Let's say I have two cameras adhering to the assumption that at any given moment, there is a finite number of features visible from both. Both of them start off at a certain baseline b between them, displaced in X (opencv convention). And then they are free to move in X, Y, Z and rotate about all axes, but there are features visible from both. Given that I know b, my final goal is to accurately calculate the subsequent positions of both cameras in real time (although for now, I don't need realtime performance)
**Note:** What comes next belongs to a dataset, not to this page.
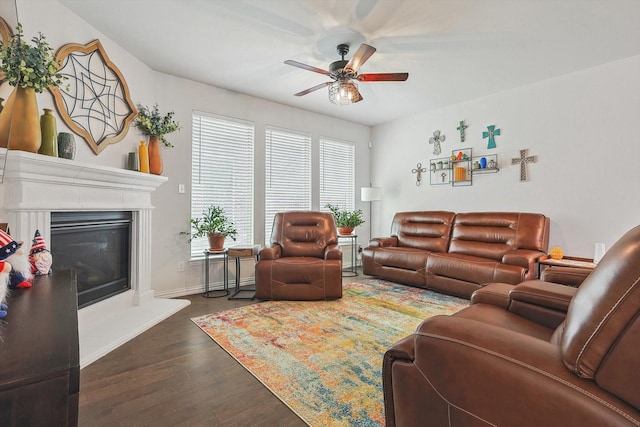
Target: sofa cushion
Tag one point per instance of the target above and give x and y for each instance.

I have two approaches in mind for this:
Approach 1:
Triangulate the first pair of images (image0_L, image0_R), and pick a pair of points in the 3D set. Calculate the distance between those points and store it as d1. After the cameras have moved a little, we obtain image1_L, image1_R. Triangulate image1_L and image0_R and track that pair of points again and calculate the new distance d2. Dividing d1/d2 should tell us how much the camera1 has moved with respect to camera2. Repeat with image1_R and image0_L for getting camera2's position w.r.t. camera 1. This is pretty computationally expensive, and also feels like a very naive implementation.
Approach 2:
Construct the 3D point cloud from image0_L and image0_R. Match image1_L and image0_R to see how many features from image0_R are still visible. Take only those points that correlate to these "tracked, still visible" features from the original 3D point cloud, use those object points as reference and run PNP algorithm on the image points from image1_R and image1_L to obtain positions of both cameras. This is not as computationally intensive as approach 1, but it's giving me very erratic and unreliable results. I am not really knowledgeable at the theoretical aspects of CV theory, so I feel I am failing to spot a more elegant solution for this. Any suggestions or comments would be very helpful, thanks!